24.6.10

bazen kaybolurum ben ortalıktan.
severim kaybolmakları.
insanlar merak eder,annem üzülür.
özür dilerim bi de üstüne.ama içimden derim ki,'nolmuş yani.ne var?'
en çok da kaybolduğum gecelerin sabah oluşundaki serinliği severim,o garip kırık maviliği.
okul zamanı sıçtın mavisi denen mavi.
o mavide yürümek falan çok güzel,dolmuşlar sığınak gibi,yollar boş.
ve küçük bi mide gurultusu.dumanaltı saçlarım,bayık gözlerim ve garip ekşi tat dilimdeki.

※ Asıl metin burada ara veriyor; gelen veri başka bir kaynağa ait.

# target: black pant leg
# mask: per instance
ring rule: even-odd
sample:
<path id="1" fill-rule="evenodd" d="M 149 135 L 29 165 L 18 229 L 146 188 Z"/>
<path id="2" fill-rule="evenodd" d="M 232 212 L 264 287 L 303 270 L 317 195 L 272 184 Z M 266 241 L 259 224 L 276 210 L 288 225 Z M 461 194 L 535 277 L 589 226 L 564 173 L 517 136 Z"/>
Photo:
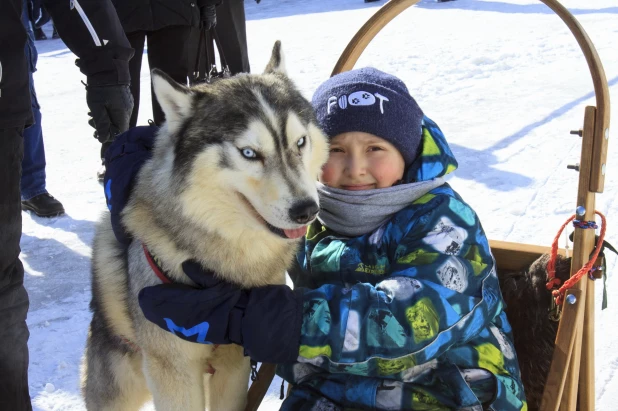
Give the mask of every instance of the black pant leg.
<path id="1" fill-rule="evenodd" d="M 189 40 L 187 42 L 187 46 L 189 48 L 187 53 L 189 56 L 188 67 L 189 67 L 189 77 L 190 78 L 193 78 L 193 75 L 195 74 L 194 72 L 196 71 L 203 72 L 206 67 L 206 64 L 205 64 L 206 55 L 204 53 L 200 55 L 200 51 L 198 50 L 198 45 L 200 43 L 201 35 L 202 35 L 202 30 L 200 30 L 198 27 L 195 27 L 193 30 L 191 30 L 191 35 L 189 36 Z M 201 59 L 200 67 L 198 67 L 198 70 L 196 70 L 196 64 L 197 64 L 198 57 Z"/>
<path id="2" fill-rule="evenodd" d="M 217 7 L 216 30 L 232 74 L 251 72 L 244 0 L 226 0 Z"/>
<path id="3" fill-rule="evenodd" d="M 158 68 L 180 84 L 187 84 L 189 75 L 189 43 L 194 29 L 191 26 L 172 26 L 148 32 L 148 63 L 150 70 Z M 152 84 L 152 82 L 151 82 Z M 152 85 L 151 85 L 152 87 Z M 165 114 L 152 91 L 152 114 L 160 126 Z"/>
<path id="4" fill-rule="evenodd" d="M 146 32 L 137 31 L 128 33 L 127 39 L 131 47 L 135 49 L 133 58 L 129 60 L 129 73 L 131 74 L 131 94 L 133 95 L 133 111 L 131 112 L 131 120 L 129 127 L 137 125 L 137 114 L 139 113 L 139 93 L 140 93 L 140 73 L 142 71 L 142 55 L 144 54 L 144 41 L 146 41 Z"/>
<path id="5" fill-rule="evenodd" d="M 28 293 L 19 261 L 22 128 L 0 129 L 0 410 L 29 411 Z"/>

sonra ben eve gelince yaşadığım o boşluğa da bayılırım,anlamsız gezinmelerime odadan odaya,kedime sarılıp uyumaya, yalnızlıklı biraz da.
bi de kulağımın çınlamasıyla.
kimseye anlatmadığım bi tarafım var benim,söyleyemediklerim de orda,mikrokapsül halindeki duygularım da.kendi kendime kahkaha atarım,haberiniz olmaz.
ama size ne ki bundan?
hepinizden kaçınız bilir 'çok kalabalıkta çok yalnız' olma halini?

3 yorum:

  1. Ben bilirim kalabalıkta yalnız olmayı, hatta kuytuma çekilirim sonra beni yalnız bıraktınız yuh size deyip iyice yalnız hale gelirim=)

    YanıtlaSil
  2. başkalarına kaybolma, bana kendimle kalma. "neden derviş hayatına bu kadar özenmek?" diye dalga geçen sorulara da kıçımla gülmek.

    YanıtlaSil
  3. Sonra bana şapşal demeceler sen duygusal mı oldun demeceler. Demeceler ne güzel lafmış lan. Hayır seni görünce geyik yapasım geliyo diye hep bunlar. Senin kimseye anlatmadığın tarafın değil farklı kişiliklerin bile olduğunu düşünmekteyim bazen. Aslında çok kalabalıklar içinde çok yanlız olmak lafı çok entel böyle boktan bir laf ama sen söyleyince samimi geldi. Aferin o zaman.